Budding teenagers once looked forward to owning their first car, being able to go wherever they wanted, when they wanted, but according to The New York Times today’s teens would rather own a smartphone. Five out of every ten 16 year olds had a driver’s license in 1978, but fast forward to 2008 and it’s only three out of ten. What’s worse, the kids who do have a car are actually driving less: “The Transportation Department says 21-to-30-year-olds now drive 8 percent fewer miles than they did in 1995.” How exactly are the car makers going to deal with this? Ford says their goal isn’t to get more teens driving, but instead redefining what a car is by improving the experience of owning and using one. What are they going to change about their shoddily built econoboxes to fix that though? They don’t actually say.

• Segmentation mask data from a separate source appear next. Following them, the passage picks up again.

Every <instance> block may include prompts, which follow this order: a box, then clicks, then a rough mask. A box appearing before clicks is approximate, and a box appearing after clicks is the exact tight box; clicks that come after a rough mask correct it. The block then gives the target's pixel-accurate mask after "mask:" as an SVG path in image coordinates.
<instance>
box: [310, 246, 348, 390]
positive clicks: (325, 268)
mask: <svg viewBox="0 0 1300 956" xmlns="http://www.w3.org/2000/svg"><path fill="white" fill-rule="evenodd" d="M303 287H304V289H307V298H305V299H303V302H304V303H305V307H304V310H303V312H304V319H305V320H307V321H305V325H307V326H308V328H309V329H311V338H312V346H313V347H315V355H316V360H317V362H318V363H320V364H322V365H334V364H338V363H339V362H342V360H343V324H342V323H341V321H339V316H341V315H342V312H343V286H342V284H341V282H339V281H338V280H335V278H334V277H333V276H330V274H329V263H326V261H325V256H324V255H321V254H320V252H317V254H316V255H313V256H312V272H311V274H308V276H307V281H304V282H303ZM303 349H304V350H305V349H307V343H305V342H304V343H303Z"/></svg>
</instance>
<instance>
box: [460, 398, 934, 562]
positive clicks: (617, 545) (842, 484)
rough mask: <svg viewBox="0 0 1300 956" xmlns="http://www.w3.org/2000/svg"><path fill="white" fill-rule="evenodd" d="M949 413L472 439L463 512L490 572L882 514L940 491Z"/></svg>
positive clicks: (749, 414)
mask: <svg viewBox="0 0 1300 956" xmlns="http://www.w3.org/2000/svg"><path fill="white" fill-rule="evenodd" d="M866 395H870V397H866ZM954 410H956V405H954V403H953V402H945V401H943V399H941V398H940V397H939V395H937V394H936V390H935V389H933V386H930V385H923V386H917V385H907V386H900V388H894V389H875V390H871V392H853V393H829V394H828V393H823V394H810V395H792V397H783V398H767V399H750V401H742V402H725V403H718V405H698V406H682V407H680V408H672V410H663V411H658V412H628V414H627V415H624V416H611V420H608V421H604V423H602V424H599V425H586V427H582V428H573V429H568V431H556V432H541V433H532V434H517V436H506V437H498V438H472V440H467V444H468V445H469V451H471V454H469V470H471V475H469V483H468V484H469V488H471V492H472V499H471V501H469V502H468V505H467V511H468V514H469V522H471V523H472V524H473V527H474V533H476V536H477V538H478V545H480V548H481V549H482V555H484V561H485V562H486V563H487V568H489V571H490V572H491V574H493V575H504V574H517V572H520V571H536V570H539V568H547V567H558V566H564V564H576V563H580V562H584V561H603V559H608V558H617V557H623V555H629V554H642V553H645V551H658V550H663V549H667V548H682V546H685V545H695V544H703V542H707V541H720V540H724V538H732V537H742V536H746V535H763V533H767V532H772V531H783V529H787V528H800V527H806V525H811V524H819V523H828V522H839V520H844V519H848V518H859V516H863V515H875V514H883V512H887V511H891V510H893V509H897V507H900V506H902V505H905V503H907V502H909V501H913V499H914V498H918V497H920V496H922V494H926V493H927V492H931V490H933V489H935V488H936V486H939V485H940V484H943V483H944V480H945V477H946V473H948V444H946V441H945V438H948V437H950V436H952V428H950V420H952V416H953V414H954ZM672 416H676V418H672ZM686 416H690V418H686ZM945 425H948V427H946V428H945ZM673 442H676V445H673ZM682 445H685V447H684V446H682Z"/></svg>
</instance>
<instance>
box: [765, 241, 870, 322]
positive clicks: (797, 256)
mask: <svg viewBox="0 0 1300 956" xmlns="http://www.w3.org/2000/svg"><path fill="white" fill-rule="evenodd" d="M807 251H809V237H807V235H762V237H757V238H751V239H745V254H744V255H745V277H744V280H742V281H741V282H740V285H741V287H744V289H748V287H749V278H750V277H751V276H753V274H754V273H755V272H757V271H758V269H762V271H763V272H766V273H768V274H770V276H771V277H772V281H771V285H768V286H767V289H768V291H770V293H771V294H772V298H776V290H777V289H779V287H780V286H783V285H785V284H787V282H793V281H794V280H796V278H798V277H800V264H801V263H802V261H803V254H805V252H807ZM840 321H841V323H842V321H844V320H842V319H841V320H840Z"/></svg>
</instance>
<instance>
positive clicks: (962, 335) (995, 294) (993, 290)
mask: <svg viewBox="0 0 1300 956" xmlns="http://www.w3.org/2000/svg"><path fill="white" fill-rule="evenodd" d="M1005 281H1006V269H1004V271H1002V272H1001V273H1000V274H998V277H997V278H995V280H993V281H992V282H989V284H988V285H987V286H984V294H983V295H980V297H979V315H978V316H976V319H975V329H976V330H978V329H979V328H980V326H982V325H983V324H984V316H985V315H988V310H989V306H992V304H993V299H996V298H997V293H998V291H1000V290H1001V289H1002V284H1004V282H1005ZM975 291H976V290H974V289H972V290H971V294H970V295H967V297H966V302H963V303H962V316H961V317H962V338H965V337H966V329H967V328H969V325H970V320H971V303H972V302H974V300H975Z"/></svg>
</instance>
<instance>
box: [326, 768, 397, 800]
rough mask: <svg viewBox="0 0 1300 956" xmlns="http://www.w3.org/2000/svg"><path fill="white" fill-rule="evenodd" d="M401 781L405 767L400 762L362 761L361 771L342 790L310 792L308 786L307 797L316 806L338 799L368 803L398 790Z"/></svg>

Looking at the data, I can’t help but shake my head. By the time I turned 16 back in 2002 I made sure I knew exactly what I had to do to get a car. Which courses to take, which forms to fill out, everything. This was before Facebook (2004), YouTube (2005), and Twitter (2006), back when people hung out in their free time and when sitting long periods in front of a computer made people think you were antisocial and just plain uncool. What is it with this generation and thinking that you can substitute actual face to face time by Apple’s FaceTime?
Alarm bells should be ringing when folks like Thilo Koslowski, Lead Automotive Analyst for Gartner, says: “Mobile devices, gadgets and the Internet are becoming must-have lifestyle products that convey status. In that sense these devices offer a degree of freedom and social reach that previously only the automobile offered.” He later adds that 46% of people aged 18 to 24 would rather have the internet than a car, compared to 15% of baby boomers.
If you have kids then do them a favor: Take their phone away, kick them out of the house, make them hang out with their peers. You shouldn’t be thrilled that your son is home all the time, staring at a glowing rectangle, you should be concerned that he’s in his early 20s, unemployed, and never brought home a girl.